Zig compilation errors: we've all been there, learning a new language can be tough. Normally, the compiler should help you figure out what's wrong. You can also check ZML concepts that explains types used by ZML.
Buffer not found errors: be careful that you need to use the naming scheme of the inference pipeline when loading the activations. Depending on how you write your code, you may have a different naming convention in the model file and in the activation file. This is because in Python, and in particular the transformers library, it's not uncommon to wrap the model in a Pipeline object before using it. So a given layer may be named layer.0.mlp in the model file, but its activations may be saved under model.layer.0.mlp.
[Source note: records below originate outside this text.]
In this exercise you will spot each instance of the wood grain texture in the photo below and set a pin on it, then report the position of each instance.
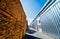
(13, 23)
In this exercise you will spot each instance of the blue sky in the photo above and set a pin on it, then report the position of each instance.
(32, 8)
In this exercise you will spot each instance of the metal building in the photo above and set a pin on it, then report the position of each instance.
(48, 19)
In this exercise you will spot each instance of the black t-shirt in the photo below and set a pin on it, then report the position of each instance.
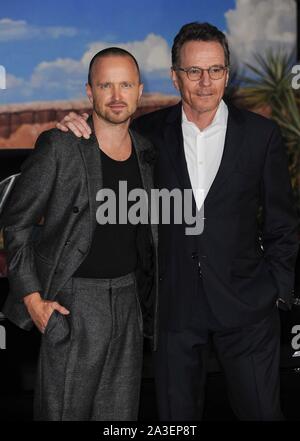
(113, 251)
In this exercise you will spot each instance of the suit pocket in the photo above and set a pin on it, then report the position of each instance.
(245, 267)
(57, 329)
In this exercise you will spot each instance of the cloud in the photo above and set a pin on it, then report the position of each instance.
(65, 78)
(11, 30)
(256, 25)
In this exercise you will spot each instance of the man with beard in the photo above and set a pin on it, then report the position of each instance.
(225, 284)
(83, 283)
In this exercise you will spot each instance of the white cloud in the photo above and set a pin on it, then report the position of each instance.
(256, 25)
(11, 30)
(65, 78)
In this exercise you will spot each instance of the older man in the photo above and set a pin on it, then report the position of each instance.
(81, 282)
(226, 283)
MLIR compilation errors: typically this is caused by a mathematical error in the forward function. To help here, you can log the shapes of the input and intermediary values: std.log.info("x: {}", .{x}), and put similar print statements in the Python code. You can also consider splitting a big layer into smaller parts. Since our code only explicitly captures torch.nn.Module input/output, you may need to modify the Python script to add some extra tensors to the dictionary with example input/output of a specific function.

General tips

Porting models can be hard, especially if the original code is messy, has poor comments, behaves differently on different input shapes, or has unused code paths. Start by identifying parts of the Python code which are unused. It is common in research code that some code paths were written for one paper, but didn't get used in subsequent papers.
ZML offers a few Pytorch specific helpers in zml.torch; those operators are offered to help you port models, but in general they may have weird APIs. If you're lucky and the code you are porting has comments indicating "tags", eg "C,W,H" of tensors, you can port this to actual tensor attributes using x.withTags(.{.c, .w, .h}), and use those tags (eg .c) to refer to axes instead of offsets. E.g. in Pytorch: x.sum(0) # reduce over channel axis becomes x.sum(.c). More on this topic in "Working with tensors".